Furthermore, if the content comprises more than five channels, for example also comprising
a right side-surround channel (dashed-line loudspeaker icon labeled 'Rss' in Figure
1), the signal associated with that channel may be reproduced by loudspeakers labeled
'Rf' and 'Rs' to preserve the spatial intent of that particular channel.
[0016] Amplitude panning as depicted in Figure 1 can be thought of as compromising timbre
and sweet spot size against maintaining spatial artistic intent for sweet-spot listening.
[0017] Note that with a 7-channel loudspeaker setup (e.g. including 'Lss' and 'Rss' loudspeakers),
the content depicted in Figure 1 would have significantly less phantom-imaging applied.
In particular, the 'Rss' channel would be reproduced by a dedicated 'Rss' loudspeaker,
while the object at y=0.4 would be reproduced mostly by the 'Lss' loudspeaker, with
only a small amount of leakage to the 'Lf' loudspeaker.
[0018] There is a desire to mitigate the limitations imposed by prior-art amplitude panning.
SUMMARY OF THE INVENTION
[0019] In accordance with a first aspect of the present invention there is provided a method
according to claim 1.
[0020] In one embodiment each loudspeaker in the loudspeaker system is driven with a drive
signal and a modified drive signal is determined for one or more of the loudspeakers.
In one embodiment the drive signal is a function of position data and the modified
drive signal is generated by modifying the position data. In one embodiment the drive
signal is a function of loudspeaker layout data and the modified drive function is
generated by modifying the loudspeaker layout data. In one embodiment the drive signal
is a function of a panning law and the modified drive function is generated by modifying
the panning law.
[0021] In one embodiment the modified object position is in a front-rear direction within
the audio environment. In one embodiment the modified object position is a position
nearer to one or more loudspeakers in the audio environment than the object position.

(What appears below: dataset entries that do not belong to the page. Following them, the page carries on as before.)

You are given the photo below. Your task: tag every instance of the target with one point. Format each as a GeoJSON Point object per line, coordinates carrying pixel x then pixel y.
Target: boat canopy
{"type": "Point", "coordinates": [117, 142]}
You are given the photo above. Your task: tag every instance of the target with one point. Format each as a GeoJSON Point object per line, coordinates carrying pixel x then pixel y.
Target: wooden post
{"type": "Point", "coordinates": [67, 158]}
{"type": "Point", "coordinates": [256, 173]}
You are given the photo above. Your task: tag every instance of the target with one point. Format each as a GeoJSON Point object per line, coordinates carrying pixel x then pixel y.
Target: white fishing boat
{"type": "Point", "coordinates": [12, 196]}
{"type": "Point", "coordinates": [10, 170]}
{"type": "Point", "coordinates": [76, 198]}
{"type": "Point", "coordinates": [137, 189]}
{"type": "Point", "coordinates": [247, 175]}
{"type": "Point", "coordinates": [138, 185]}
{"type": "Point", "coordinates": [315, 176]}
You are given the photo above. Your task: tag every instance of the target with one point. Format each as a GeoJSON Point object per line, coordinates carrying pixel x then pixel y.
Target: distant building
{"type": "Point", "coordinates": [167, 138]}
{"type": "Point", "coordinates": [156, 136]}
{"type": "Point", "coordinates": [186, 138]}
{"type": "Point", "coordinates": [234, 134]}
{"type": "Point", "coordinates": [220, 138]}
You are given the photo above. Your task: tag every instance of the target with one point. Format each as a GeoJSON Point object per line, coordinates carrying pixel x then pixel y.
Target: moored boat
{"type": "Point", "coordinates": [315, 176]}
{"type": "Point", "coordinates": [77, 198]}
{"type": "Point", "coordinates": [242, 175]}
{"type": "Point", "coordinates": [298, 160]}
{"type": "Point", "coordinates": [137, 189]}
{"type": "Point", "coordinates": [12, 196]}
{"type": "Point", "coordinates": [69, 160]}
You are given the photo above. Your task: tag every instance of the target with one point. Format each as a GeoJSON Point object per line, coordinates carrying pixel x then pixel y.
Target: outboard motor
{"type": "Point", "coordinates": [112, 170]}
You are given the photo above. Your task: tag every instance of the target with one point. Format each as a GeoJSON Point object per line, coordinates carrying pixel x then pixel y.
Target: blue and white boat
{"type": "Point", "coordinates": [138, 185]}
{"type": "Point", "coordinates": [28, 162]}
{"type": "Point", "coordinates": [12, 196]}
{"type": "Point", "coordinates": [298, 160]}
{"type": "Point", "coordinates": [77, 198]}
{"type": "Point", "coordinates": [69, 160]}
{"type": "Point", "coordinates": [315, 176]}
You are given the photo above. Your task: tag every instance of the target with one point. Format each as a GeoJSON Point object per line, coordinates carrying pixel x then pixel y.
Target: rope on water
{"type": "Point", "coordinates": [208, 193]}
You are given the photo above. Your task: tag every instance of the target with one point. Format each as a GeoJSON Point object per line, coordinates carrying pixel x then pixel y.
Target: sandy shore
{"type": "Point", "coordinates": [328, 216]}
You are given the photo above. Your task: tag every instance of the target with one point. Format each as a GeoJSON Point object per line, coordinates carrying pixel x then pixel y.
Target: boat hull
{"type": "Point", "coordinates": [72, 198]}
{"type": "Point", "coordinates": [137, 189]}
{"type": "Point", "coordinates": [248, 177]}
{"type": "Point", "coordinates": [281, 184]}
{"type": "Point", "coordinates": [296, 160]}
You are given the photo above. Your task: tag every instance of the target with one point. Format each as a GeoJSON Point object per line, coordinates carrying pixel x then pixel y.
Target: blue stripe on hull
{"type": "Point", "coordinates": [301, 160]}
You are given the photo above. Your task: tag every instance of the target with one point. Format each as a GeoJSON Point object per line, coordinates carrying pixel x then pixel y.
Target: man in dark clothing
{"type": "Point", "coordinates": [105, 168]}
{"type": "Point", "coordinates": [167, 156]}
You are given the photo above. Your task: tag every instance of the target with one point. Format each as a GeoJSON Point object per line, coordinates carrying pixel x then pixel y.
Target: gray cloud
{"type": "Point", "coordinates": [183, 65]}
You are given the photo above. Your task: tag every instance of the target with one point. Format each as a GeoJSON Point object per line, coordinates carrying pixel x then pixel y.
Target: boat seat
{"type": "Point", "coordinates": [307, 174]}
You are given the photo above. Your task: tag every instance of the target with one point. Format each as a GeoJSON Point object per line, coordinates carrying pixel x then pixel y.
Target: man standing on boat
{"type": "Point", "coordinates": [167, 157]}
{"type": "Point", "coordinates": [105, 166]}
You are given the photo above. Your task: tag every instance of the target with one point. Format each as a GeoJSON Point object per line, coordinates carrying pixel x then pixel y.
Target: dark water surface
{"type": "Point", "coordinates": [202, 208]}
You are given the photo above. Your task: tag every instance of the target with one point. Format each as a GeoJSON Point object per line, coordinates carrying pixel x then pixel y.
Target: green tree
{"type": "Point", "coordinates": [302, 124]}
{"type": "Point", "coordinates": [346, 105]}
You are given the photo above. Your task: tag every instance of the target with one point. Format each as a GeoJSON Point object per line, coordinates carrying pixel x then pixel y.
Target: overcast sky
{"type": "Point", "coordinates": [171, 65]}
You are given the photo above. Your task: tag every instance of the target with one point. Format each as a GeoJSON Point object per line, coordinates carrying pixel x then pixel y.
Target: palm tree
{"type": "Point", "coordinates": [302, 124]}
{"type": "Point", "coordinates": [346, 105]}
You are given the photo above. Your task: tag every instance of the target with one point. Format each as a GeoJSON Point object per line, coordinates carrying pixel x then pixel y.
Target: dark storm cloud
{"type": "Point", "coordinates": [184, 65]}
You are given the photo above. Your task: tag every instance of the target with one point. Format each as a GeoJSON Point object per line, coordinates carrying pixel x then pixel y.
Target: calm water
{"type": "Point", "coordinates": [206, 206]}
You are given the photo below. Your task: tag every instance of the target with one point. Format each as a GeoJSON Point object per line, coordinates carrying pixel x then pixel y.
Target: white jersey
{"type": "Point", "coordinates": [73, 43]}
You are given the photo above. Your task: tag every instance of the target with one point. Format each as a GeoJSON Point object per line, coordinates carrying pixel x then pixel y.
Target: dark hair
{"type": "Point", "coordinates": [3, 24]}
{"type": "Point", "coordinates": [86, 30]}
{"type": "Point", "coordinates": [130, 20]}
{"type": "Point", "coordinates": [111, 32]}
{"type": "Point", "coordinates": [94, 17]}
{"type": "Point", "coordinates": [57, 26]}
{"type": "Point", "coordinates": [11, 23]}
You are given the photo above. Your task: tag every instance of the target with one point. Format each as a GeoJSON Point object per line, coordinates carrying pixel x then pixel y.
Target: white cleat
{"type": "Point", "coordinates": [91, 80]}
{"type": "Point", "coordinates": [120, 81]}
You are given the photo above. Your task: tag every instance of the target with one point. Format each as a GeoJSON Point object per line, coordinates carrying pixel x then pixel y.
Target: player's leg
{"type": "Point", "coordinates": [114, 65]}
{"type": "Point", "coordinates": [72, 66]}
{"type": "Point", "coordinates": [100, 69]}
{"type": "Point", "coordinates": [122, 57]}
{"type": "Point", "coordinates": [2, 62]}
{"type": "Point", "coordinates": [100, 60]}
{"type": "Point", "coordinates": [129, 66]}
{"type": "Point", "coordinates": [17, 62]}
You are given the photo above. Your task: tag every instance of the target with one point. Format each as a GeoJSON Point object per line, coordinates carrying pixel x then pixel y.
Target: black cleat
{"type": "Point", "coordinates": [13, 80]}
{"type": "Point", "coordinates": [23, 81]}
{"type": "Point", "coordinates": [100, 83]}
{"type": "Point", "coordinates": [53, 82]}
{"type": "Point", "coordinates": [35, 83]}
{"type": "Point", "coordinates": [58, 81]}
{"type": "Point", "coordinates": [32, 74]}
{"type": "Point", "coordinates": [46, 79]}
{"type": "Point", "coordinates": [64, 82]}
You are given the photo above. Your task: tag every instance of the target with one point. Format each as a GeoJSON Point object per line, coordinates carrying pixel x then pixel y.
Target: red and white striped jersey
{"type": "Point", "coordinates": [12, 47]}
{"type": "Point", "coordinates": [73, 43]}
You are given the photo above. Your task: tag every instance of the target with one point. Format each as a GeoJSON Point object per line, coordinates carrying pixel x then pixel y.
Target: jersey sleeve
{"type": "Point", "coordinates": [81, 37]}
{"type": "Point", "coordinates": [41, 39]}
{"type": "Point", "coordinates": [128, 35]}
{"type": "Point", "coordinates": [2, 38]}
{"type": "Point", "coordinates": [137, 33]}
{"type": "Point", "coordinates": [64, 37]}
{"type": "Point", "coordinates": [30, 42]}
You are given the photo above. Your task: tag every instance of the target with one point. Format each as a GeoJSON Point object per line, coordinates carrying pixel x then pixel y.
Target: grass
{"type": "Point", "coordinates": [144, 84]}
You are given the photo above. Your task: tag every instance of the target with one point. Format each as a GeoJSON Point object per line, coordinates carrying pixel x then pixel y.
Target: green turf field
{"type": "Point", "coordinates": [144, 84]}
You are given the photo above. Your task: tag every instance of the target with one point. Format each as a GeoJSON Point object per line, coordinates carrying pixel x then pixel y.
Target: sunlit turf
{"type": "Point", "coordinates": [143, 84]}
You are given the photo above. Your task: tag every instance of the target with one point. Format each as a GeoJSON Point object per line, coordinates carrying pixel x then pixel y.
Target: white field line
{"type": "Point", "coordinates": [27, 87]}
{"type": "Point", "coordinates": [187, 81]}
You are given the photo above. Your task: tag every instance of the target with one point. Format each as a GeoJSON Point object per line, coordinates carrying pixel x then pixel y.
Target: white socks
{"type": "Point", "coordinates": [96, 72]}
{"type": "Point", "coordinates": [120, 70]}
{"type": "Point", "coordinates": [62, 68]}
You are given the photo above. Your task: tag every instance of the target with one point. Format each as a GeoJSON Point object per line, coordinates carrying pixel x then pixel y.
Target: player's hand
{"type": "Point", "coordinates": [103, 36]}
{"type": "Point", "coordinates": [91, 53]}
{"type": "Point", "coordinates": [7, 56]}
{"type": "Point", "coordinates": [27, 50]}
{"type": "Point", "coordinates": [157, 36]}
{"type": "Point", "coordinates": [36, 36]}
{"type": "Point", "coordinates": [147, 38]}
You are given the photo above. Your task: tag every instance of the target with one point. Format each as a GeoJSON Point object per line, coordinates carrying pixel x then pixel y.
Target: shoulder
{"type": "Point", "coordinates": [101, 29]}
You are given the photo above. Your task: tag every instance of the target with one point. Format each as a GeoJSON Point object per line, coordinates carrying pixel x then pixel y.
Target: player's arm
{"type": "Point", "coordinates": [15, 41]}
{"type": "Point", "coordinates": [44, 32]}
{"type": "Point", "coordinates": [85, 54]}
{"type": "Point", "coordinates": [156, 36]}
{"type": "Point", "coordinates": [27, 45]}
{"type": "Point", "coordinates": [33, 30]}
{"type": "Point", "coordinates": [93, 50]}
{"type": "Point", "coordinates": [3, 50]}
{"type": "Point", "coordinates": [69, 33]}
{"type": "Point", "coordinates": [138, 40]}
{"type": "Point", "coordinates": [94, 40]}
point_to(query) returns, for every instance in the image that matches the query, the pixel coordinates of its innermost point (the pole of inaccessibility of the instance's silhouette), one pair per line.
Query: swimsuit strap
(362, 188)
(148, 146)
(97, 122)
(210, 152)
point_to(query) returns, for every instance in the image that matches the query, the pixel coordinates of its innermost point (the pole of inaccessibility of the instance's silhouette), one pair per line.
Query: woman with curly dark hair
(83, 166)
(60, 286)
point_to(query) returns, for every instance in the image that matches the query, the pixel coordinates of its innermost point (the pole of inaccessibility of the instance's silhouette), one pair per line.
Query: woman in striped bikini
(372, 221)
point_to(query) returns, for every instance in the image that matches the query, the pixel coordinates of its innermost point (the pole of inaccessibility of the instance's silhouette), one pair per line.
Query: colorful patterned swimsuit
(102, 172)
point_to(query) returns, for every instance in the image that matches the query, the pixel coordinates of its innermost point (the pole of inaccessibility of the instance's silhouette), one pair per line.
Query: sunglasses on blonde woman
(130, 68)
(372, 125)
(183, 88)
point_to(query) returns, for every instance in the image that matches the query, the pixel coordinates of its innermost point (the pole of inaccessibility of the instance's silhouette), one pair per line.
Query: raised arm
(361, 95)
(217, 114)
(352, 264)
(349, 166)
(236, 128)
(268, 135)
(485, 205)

In one embodiment the modified object position is a position nearer to a closest loudspeaker
in the audio environment relative to the object position.

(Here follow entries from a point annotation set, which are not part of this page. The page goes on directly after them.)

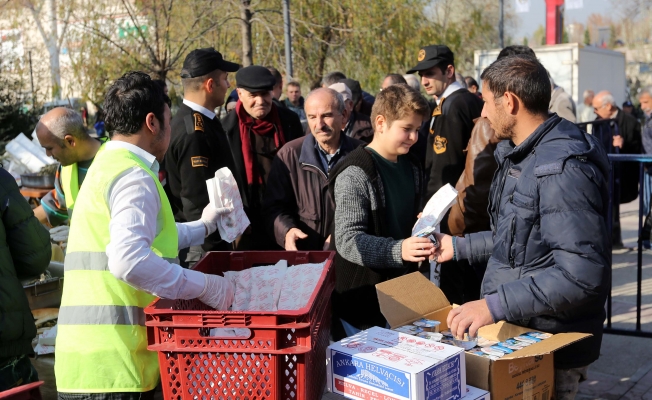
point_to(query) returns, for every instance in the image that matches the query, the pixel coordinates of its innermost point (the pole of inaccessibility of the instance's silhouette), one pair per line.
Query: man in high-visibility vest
(62, 134)
(122, 253)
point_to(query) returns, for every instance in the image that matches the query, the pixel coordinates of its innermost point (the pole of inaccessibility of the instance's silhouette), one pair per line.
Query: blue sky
(530, 21)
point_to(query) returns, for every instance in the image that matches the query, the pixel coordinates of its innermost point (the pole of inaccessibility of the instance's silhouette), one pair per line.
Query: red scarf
(271, 123)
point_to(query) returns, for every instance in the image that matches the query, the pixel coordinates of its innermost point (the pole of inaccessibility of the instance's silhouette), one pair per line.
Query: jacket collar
(554, 141)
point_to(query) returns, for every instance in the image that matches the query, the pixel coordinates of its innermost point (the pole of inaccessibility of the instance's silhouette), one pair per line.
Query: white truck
(575, 68)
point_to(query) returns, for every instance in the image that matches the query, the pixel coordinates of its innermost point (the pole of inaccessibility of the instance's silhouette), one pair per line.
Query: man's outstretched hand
(444, 252)
(472, 316)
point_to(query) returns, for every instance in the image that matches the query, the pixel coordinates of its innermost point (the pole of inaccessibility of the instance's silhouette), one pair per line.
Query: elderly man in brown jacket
(298, 211)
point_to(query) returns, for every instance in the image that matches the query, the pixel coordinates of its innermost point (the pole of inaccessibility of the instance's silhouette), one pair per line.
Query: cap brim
(424, 65)
(427, 64)
(255, 90)
(228, 66)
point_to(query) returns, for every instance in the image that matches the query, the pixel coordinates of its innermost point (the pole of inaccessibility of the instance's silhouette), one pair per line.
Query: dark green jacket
(24, 252)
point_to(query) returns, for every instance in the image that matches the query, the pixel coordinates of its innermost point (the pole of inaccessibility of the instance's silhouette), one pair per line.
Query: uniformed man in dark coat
(452, 119)
(255, 131)
(449, 131)
(198, 145)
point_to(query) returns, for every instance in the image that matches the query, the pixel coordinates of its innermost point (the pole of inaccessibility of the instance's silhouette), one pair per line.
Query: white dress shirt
(201, 109)
(452, 88)
(134, 204)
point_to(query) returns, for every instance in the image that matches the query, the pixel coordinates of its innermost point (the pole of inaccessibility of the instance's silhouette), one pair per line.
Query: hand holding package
(435, 209)
(223, 192)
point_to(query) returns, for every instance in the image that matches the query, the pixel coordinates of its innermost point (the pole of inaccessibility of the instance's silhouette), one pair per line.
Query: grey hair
(608, 98)
(70, 123)
(332, 77)
(338, 99)
(645, 90)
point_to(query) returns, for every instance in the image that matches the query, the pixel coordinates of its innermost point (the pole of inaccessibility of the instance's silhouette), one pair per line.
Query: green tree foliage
(15, 116)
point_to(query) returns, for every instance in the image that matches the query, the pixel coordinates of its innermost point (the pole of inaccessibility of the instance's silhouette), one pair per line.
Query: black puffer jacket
(24, 252)
(549, 251)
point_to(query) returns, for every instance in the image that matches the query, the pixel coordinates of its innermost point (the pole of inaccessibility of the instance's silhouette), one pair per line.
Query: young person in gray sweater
(378, 193)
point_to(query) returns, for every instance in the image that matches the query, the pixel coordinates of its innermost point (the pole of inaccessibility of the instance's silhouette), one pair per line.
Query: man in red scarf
(255, 132)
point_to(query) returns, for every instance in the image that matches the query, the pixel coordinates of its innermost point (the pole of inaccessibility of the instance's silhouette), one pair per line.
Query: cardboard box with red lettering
(383, 364)
(524, 374)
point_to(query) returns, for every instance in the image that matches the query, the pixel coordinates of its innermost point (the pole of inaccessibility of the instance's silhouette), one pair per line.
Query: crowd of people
(527, 241)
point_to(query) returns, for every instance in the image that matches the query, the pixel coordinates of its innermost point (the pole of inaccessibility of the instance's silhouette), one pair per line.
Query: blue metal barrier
(605, 130)
(642, 160)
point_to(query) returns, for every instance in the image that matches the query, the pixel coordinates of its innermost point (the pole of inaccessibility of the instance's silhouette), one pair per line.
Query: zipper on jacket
(511, 241)
(322, 202)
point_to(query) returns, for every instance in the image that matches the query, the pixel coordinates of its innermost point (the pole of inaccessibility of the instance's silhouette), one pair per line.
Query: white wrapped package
(435, 210)
(259, 288)
(223, 192)
(298, 285)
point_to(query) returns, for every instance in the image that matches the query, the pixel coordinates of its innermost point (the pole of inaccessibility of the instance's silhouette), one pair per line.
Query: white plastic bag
(299, 283)
(259, 288)
(436, 208)
(223, 192)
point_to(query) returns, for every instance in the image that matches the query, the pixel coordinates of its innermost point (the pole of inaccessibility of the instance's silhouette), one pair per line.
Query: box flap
(408, 298)
(549, 345)
(477, 371)
(502, 330)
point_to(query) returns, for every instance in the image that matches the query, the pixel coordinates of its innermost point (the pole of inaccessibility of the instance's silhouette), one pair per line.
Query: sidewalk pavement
(624, 370)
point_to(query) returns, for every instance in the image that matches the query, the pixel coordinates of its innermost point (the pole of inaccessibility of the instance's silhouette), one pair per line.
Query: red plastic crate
(281, 357)
(29, 391)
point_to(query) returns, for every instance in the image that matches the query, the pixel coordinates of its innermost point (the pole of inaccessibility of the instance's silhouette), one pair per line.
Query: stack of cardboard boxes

[0022] In one embodiment the rendering is performed such that an azimuth angle of the audio
object between the object position and modified object position from the perspective
of a listener is substantially unchanged.
[0023] In one embodiment the audio environment includes a coordinate system and the position
data and loudspeaker layout data includes coordinates in the coordinate system.
[0024] In one embodiment the control data determines a type of rendering modification data
to be generated.
[0025] In one embodiment the audio signal includes the control data. In one embodiment the
control data is generated during an authoring of the audio signal.
[0026] In one embodiment the loudspeaker layout data includes data indicative of two surround
loudspeakers. In another embodiment the loudspeaker layout data includes data indicative
of four surround loudspeakers.
[0027] In accordance with a second aspect of the present invention there is provided a computer
system according to claim 8.
[0028] In accordance with a third aspect of the present invention there is provided a computer
program according to claim 9.
[0029] In accordance with a fourth aspect of the present invention there is provided an
audio content creation system according to claim 10.
[0030] In one embodiment the rendering control data includes an instruction to perform audio
object position modification on a subset of the one or more audio objects. In one
embodiment the rendering control data includes an instruction to perform audio object
position modification on each of the one or more audio objects.
[0031] In one embodiment the object position modification is dependent upon a type of audio
object.
[0032] In one embodiment the object position modification is dependent upon a position of
the one or more objects in the second audio environment.
[0033] In one embodiment the rendering control data determines a type of object position
modification to be performed.
[0034] In one embodiment the rendering control data includes an instruction not to perform
audio object position modification on any one of the audio objects.
[0035] In accordance with a fifth aspect of the present invention there is provided an audio
rendering system according to claim 13.
[0036] In one embodiment the modified object positions are between original object positions
and a position of at least one loudspeaker in the second audio environment.
[0037] In accordance with a sixth aspect of the present invention there is provided an audio
processing system including the audio content system according to the fourth aspect
and the audio rendering system according to the fifth aspect.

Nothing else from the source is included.